Se trata de cacos con un modus operandi tradicional y muy conocido en la zona. Tan acostumbrados están, que incluso tienen fotos con los sospechosos que nos enseñan e inmediatamente reconocemos:

- ¿Son estos?
- Estos son. Pero vestido de otra manera, como turistas. 

En eso, precisamente, consiste su sofisticada técnica. Son maestros del camuflaje, británicos Mortadelos del hampa. Se trata de una pareja que entra en el establecimiento, se sienta a una mesa, acude a algún otro cliente en una pretendida búsqueda de información sobre algún punto interesante en la ciudad para, disimuladamente, robar el bolso del incauto, mientras éste se desvive por proporcionar la explicación solicitada. 

Mis compañeros y yo mismo, aturdidos y enojados, tomamos buena nota mental del procedimiento, así como del retrato de los malhechores para impedir, en un futuro, que una situación tan irritante se repita.

El futuro llega al cabo de un tiempo indeterminado, avisando tan poco de su llegada como los puñeteros delincuentes, de quienes volvemos a tener noticia cuando otro cliente viene a dar la voz de alarma al percibir la ausencia de parte de sus pertenencias.
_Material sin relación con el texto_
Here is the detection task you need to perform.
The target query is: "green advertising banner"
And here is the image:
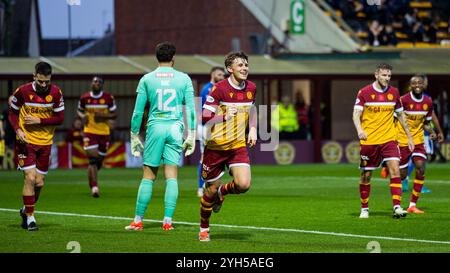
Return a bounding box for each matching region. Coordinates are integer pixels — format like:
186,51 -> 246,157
290,0 -> 305,34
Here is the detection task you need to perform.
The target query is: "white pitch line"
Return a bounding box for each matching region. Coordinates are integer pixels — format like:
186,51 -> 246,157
1,208 -> 450,246
270,176 -> 450,184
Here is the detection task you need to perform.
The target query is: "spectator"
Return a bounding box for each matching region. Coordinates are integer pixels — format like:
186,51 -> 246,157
368,20 -> 384,46
271,96 -> 299,140
65,117 -> 83,144
294,92 -> 311,139
1,96 -> 16,150
381,24 -> 398,46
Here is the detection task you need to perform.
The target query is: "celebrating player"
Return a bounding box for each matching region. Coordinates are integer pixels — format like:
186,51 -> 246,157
125,42 -> 196,231
197,66 -> 225,197
77,76 -> 117,198
199,51 -> 257,241
396,75 -> 440,213
352,63 -> 414,219
9,62 -> 65,231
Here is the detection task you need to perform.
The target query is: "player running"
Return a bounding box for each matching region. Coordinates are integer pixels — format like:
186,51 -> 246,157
77,76 -> 117,197
125,42 -> 196,231
353,63 -> 414,219
199,51 -> 257,241
9,62 -> 65,231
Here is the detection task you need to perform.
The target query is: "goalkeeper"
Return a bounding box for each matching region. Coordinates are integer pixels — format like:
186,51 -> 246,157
125,42 -> 196,231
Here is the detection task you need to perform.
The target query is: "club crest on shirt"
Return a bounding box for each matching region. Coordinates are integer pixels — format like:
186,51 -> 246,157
247,91 -> 253,99
387,94 -> 394,101
99,99 -> 105,104
45,95 -> 52,102
19,159 -> 24,166
423,104 -> 428,110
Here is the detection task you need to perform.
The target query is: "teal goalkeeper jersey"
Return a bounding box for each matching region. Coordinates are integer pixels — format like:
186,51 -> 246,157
131,66 -> 196,133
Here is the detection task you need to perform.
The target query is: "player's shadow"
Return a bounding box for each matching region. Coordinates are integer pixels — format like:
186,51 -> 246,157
7,223 -> 61,229
212,232 -> 252,241
349,211 -> 396,217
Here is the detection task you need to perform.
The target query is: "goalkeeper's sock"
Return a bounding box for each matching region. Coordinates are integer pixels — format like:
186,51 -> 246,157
135,178 -> 153,218
134,215 -> 143,223
164,178 -> 178,219
163,217 -> 172,225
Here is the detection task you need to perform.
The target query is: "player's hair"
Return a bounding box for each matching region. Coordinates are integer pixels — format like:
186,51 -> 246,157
156,42 -> 176,63
35,62 -> 52,76
411,73 -> 427,82
92,75 -> 104,83
375,63 -> 393,72
224,51 -> 248,68
210,66 -> 225,74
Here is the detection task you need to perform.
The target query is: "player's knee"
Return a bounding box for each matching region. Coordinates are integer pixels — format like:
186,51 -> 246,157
236,179 -> 251,193
361,172 -> 371,182
35,178 -> 45,188
416,167 -> 425,177
24,172 -> 36,185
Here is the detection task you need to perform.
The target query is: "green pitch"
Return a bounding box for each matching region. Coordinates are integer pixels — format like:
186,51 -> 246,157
1,164 -> 449,253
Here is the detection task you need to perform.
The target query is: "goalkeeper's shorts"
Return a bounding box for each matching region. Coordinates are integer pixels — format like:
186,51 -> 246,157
143,121 -> 183,167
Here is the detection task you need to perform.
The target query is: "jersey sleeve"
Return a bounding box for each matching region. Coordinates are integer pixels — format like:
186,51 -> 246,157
78,96 -> 86,112
10,88 -> 24,112
130,77 -> 148,134
426,101 -> 433,121
54,89 -> 65,113
184,74 -> 196,130
353,90 -> 365,111
108,94 -> 117,112
394,91 -> 403,113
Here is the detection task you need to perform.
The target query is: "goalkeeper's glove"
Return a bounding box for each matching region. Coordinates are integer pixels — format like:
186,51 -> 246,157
130,132 -> 144,157
182,130 -> 196,156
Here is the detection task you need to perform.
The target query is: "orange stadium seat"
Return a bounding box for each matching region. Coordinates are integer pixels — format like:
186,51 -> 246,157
410,1 -> 432,9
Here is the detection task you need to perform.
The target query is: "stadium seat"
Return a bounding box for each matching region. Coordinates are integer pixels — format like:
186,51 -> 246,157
396,42 -> 415,48
395,32 -> 409,39
410,1 -> 432,9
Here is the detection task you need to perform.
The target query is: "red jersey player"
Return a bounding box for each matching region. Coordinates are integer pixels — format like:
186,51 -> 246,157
199,51 -> 257,241
352,63 -> 414,219
77,76 -> 117,197
9,62 -> 65,231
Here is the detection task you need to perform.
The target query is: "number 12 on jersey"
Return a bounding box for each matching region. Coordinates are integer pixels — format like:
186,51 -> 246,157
156,88 -> 176,112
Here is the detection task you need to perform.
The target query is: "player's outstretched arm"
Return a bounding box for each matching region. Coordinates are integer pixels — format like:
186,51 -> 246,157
352,109 -> 367,140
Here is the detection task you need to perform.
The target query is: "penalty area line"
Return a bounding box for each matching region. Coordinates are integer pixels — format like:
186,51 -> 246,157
1,208 -> 450,246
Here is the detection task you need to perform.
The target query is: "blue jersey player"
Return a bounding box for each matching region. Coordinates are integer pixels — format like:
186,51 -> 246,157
197,66 -> 225,197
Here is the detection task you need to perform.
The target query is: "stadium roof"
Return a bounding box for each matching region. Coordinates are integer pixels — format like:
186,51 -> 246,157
1,48 -> 450,76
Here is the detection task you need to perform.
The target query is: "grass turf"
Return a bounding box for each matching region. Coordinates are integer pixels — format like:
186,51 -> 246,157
0,164 -> 449,253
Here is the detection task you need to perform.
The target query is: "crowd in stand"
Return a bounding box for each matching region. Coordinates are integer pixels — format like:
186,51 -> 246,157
325,0 -> 450,46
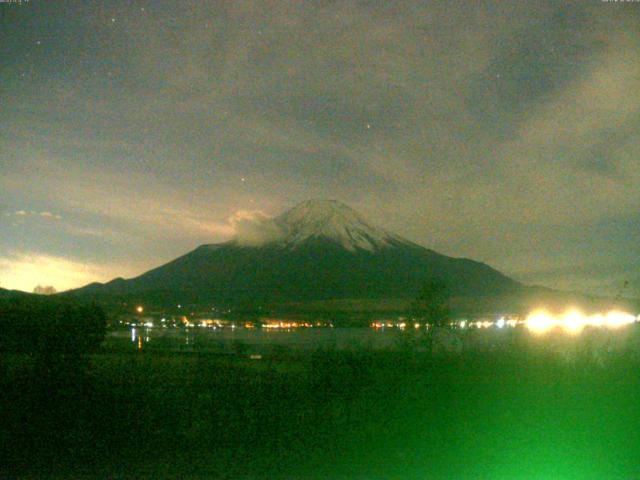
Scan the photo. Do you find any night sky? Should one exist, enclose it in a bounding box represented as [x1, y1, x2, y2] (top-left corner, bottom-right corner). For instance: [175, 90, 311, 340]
[1, 1, 639, 296]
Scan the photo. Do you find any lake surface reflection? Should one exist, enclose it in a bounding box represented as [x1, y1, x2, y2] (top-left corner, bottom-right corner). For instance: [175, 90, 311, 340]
[108, 326, 403, 353]
[106, 323, 640, 359]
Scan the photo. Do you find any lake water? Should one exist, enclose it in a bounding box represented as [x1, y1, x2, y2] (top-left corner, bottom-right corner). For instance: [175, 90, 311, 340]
[107, 326, 405, 353]
[106, 324, 640, 360]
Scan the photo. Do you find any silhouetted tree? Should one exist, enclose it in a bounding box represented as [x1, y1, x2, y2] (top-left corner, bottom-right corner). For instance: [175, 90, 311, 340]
[410, 279, 451, 327]
[0, 296, 107, 357]
[33, 285, 57, 295]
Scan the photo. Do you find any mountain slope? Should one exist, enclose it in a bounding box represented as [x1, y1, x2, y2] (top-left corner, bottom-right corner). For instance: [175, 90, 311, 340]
[0, 288, 30, 298]
[69, 200, 521, 306]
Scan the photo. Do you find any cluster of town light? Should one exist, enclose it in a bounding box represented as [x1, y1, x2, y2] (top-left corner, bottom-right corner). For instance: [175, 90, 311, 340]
[370, 318, 519, 330]
[459, 318, 520, 329]
[133, 304, 637, 334]
[460, 310, 638, 334]
[262, 320, 332, 329]
[371, 310, 638, 334]
[524, 309, 637, 335]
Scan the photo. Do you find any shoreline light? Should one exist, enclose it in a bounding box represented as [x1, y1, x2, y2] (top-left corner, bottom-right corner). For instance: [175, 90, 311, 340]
[525, 309, 636, 335]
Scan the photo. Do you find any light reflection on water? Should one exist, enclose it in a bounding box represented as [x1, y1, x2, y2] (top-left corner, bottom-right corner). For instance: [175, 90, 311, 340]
[107, 323, 640, 359]
[116, 326, 399, 352]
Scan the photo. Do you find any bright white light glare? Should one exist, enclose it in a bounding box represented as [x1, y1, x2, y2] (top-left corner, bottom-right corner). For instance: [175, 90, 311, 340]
[496, 317, 505, 329]
[606, 311, 637, 328]
[563, 309, 584, 334]
[525, 309, 636, 335]
[526, 311, 555, 334]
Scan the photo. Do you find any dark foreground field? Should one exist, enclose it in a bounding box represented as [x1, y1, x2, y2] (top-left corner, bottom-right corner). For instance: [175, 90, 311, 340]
[2, 334, 640, 479]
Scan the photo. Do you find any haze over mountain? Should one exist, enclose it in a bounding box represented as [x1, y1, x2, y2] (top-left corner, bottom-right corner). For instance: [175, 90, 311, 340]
[69, 200, 526, 310]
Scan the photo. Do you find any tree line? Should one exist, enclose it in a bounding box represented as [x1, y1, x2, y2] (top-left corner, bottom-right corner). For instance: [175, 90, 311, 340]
[0, 295, 107, 357]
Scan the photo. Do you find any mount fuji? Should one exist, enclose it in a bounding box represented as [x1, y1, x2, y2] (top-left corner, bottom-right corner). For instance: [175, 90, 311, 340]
[69, 200, 523, 309]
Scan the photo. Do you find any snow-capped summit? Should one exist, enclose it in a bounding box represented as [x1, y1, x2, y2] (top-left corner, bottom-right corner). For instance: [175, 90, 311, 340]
[275, 199, 401, 252]
[67, 199, 522, 307]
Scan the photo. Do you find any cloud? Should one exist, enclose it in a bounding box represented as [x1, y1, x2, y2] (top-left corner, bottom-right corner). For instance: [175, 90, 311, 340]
[2, 160, 237, 243]
[6, 210, 62, 220]
[2, 1, 639, 296]
[514, 265, 638, 299]
[0, 253, 136, 293]
[228, 210, 285, 247]
[39, 211, 62, 219]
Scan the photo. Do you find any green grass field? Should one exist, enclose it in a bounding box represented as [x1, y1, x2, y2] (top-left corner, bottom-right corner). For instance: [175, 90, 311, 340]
[2, 335, 640, 479]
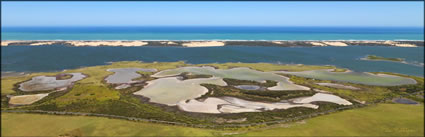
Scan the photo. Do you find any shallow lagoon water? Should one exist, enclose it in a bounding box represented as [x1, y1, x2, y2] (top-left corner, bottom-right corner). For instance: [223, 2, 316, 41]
[275, 69, 417, 86]
[2, 45, 423, 76]
[152, 66, 310, 90]
[19, 73, 86, 92]
[234, 85, 261, 90]
[316, 83, 360, 90]
[105, 68, 157, 84]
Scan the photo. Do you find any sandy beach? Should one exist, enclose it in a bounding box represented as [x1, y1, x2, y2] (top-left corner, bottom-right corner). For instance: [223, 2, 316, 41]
[1, 40, 423, 47]
[182, 41, 225, 47]
[66, 41, 148, 47]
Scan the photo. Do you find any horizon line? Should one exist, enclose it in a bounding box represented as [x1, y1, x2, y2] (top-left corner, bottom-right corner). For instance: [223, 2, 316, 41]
[2, 25, 424, 28]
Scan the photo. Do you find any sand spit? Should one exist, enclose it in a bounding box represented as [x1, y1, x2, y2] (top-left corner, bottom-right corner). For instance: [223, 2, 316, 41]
[29, 41, 56, 46]
[177, 96, 319, 114]
[309, 42, 328, 46]
[309, 42, 348, 46]
[19, 73, 86, 92]
[182, 41, 225, 47]
[394, 44, 417, 47]
[8, 93, 49, 105]
[344, 40, 419, 47]
[2, 41, 19, 46]
[1, 40, 423, 47]
[66, 41, 148, 47]
[292, 93, 352, 105]
[322, 42, 348, 46]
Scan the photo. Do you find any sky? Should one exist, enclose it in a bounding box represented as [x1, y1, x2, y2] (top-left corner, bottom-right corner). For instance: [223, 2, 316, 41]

De forma inmediata, mis compañeros y yo nos miramos asombrados de estar reconociendo, sin habernos percatado antes, a los carteristas. Cuando ya se han ido, claro. 

Así que era de eso, de lo que nos sonaban...


Si de algo me sirvió aquella experiencia, fue para entender que Sir Arthur Connan Doyle y Agatha Christie sólo podían ser originarios de ese terruño.